AIA News

December 30, 2020

2021 Annual Meeting Session Highlight: Race & Archaeology


The 2021 Annual Meeting is just one week away! Don’t miss workshops like Race and Archaeology: A Multipronged Approach. In this workshop, panelists will discuss how they use ancient source material to approach questions of race and variation.

Commonly asked questions of Egyptologists and Nubiologists center on the “race” of the people they study. However, the traditional anthropological “races” are not actually races, which refers to subspecies, they do not meet the criteria of evolutionary differentiation. Societally, “race” refers to groups that are constructed around physical traits and ancestry and these associations build a hierarchy that affects the lived realities of these people. The ancient Egyptions did not have an equivelant to the Western ideas of racial identity in their science or theory.
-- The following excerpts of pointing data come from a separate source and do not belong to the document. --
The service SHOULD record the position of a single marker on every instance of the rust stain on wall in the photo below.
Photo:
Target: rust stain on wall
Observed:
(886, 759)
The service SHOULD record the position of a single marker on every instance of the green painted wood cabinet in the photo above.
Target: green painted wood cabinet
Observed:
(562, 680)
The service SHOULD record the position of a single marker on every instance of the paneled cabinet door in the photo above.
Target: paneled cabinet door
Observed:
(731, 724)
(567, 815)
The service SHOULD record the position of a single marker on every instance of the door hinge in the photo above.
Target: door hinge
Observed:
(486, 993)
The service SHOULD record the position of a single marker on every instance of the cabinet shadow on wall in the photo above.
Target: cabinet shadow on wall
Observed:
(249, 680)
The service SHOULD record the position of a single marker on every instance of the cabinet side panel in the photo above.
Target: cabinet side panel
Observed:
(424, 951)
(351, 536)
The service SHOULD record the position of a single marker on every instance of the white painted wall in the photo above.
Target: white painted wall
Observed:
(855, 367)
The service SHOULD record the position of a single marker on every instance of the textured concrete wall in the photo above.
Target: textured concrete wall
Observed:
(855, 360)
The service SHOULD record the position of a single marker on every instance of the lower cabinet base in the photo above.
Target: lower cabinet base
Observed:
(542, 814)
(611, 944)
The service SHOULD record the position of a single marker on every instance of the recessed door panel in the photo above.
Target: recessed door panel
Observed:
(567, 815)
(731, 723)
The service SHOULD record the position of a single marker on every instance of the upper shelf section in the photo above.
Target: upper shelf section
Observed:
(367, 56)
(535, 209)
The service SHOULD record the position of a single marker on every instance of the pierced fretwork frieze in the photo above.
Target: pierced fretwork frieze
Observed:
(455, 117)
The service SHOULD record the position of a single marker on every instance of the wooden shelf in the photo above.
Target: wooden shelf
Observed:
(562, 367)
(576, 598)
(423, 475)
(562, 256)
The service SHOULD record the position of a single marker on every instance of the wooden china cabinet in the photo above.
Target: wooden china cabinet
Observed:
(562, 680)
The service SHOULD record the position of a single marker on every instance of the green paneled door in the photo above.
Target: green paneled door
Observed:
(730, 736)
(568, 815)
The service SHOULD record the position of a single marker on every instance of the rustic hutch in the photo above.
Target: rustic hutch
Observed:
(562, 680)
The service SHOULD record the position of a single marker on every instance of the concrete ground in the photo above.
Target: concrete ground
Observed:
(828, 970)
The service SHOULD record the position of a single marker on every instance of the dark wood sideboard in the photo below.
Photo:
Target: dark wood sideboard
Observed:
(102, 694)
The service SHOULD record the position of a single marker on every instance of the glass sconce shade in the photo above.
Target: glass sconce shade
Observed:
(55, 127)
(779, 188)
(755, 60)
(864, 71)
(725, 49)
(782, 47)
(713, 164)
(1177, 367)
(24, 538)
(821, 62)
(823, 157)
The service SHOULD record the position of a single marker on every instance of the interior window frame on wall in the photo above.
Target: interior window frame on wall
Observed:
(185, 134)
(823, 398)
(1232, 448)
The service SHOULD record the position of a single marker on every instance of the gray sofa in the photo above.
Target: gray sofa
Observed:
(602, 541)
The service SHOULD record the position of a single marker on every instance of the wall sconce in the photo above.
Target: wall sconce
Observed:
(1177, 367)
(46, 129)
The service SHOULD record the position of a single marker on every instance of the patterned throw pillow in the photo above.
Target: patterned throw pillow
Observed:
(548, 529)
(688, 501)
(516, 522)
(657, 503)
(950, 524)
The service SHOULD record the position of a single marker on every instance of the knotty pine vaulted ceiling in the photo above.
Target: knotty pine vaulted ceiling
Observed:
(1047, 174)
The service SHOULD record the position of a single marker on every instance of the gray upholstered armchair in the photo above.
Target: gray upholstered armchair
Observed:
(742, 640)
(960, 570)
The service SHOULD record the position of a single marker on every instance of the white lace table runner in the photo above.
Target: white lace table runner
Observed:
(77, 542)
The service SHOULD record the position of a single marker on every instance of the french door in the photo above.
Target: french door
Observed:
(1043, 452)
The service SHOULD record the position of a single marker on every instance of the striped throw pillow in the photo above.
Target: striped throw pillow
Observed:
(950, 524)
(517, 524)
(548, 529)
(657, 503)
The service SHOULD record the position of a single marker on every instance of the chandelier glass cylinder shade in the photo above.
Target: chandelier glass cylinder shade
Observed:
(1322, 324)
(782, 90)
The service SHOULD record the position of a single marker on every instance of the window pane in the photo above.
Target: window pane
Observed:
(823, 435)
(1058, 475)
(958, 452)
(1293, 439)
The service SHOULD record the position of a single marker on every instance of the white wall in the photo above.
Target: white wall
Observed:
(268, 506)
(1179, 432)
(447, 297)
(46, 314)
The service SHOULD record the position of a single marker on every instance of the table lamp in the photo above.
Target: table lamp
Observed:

In this two-hour workshop, panelists will discuss how they use ancient source material to approach questions of “race” and variation. In this sense, we may adopt racialist methods of analysis, that is, using “race” in the modern sense to carry out research, although most biological anthropologists and geneticists reject the concept of doing racial analyses. A few key facts ground the discussion: (1) the ancient Nile River Valley cultures are indisputably African cultures with base populations that crystallized there; and (2) these ancient cultures did not have a conception of “race” or human variation that can be equated to modern Western conceptions.